Differently-abled artistes of Ability Unlimited Foundation put on a spectacular display of skill at the finale of this year’s Soorya fete in Thiruvananthapuram.

“Differently-abled” is how guru Syed Sallaudin Pasha describes the special artistes who make up the troupe of dancers in his organisation, Ability Unlimited Foundation. This voluntary organisation is devoted to the cause of the physically-challenged and projects itself to be India’s first professional dance theatre for such persons. Watching the troupe perform at the finale of the Soorya Festival in Thiruvananthapuram was akin to witnessing a celebration of their indomitable spirit and exploration of the unlimited potential in every human being.

The credit of giving wings to the wheelchairs goes to founder–choreographer guru Pasha and his concept of therapeutic theatre that uses art as a vehicle to transform and heal society. “What persons with disabilities lack is not talent, but the opportunities and circumstances to expose the talents with which they are abundantly endowed with,” says Pasha.

The opening number of the show, the ‘Sufi dance’, proved the point without doubt. Clad in the attire of Dervishes, white skirts flowing over their wheelchairs, the artistes began, spinning and swaying to the music, building up the crescendo to dance to the evocative number ‘Khwaja mere khwaja’. The mood created was ethereal. To choreograph this unusual number, Pasha says he travelled to Istanbul, Turkey, and talked to Dervishes for their input. The next item, ‘Bharathanatyam on Wheelchairs’, the troupe’s award-winning and popular item, was presented as a jugalbandhi with female artistes dancing on their feet and the men on wheelchairs. If the performance on wheelchairs left the audience spellbound, a bigger surprise awaited them at the end of this number – all of the women artistes were hearing-impaired! All of them danced in perfect rhythm and synchronisation without the ability to listen to a single note of the accompanying music or the beat of the percussion! ‘Yoga- Jathi’, incorporating asanas of Yoga and jathis of Bharathanatyam, was another innovative item.

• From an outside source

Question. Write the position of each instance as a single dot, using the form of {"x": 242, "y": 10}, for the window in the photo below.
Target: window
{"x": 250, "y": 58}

The piece de resistance was the ‘Bhagavad Gita’, presented by the entire group. Significant slokas from the Gita, set to evocative music, formed the background to depict the scenario of events that take place on the Kurukshetra battlefield, leading to the Gitopadesham of Krishna to Arjuna. While the wheelchair metamorphosised into the chariot, crutches took on hues of bows and arrows, the disc and the mace. Fast and frenzied movements by the actors on wheelchairs suggested the cacophony of war, and dance patterns by the women created the effects where necessary. It was a hair-raising moment when Krishna revealed his universal form to Arjuna – the Viswaroopa darshanam. Presented along with a depiction of the 10 avatars of the Lord in an enthralling group formation, this visual treat had Krishna in the centre, crutches held high in his arms in a gesture denoting His limitlessness. On a higher plane, Krishna’s advice is to unleash one’s inner strengths and so this number had special relevance to the actors and the audience as well. As Pasha says: “Disability is a state of mind” and to him the performance talks about dignity and equality. Hailed as the ‘Father of Indian Therapeutic Theatre for Persons with Disabilities’, he is a recipient of the national award from the President of India for ‘Empowerment of Persons with Disabilities’ and has found place in the Limca Book of World Records for creating 100 dance theatre productions and 10,000 performances by persons with disabilities all over the world.

At the show, Pasha engaged the audience and sought their involvement by talking to them about the production and encouraging them to applaud the performers with hand gestures that the hearing impaired could recognise and rejoice in. The performers were Priya Kumar, Karuna Sagar, Jyoti Dingra, Alka Shah, Ashiq Usman, Harbir Singh, Manish, Prajapathi, Vijay Kumar and Gulshan Kumar. The 10 essential qualities of a dancer as enumerated in the AbhinayaDarpana are ‘Javaha’ (agility), ‘Sthirathvam’ (steadiness), ‘Rekha’ (graceful lines), ‘Bhramari’ (balance in pirouettes), ‘Drishti’ (glance), ‘Shrama’ (hard work), ‘Medha’ (intelligence), ‘Shraddha’ (dedication), ‘Vacha’ (good speech), and ‘Geetam’ (singing ability). The last two have almost become redundant in the modern system of stage performances. One could agree that against this accepted benchmark, each one of these artistes would qualify for a full score - underscoring that their abilities are unlimited indeed!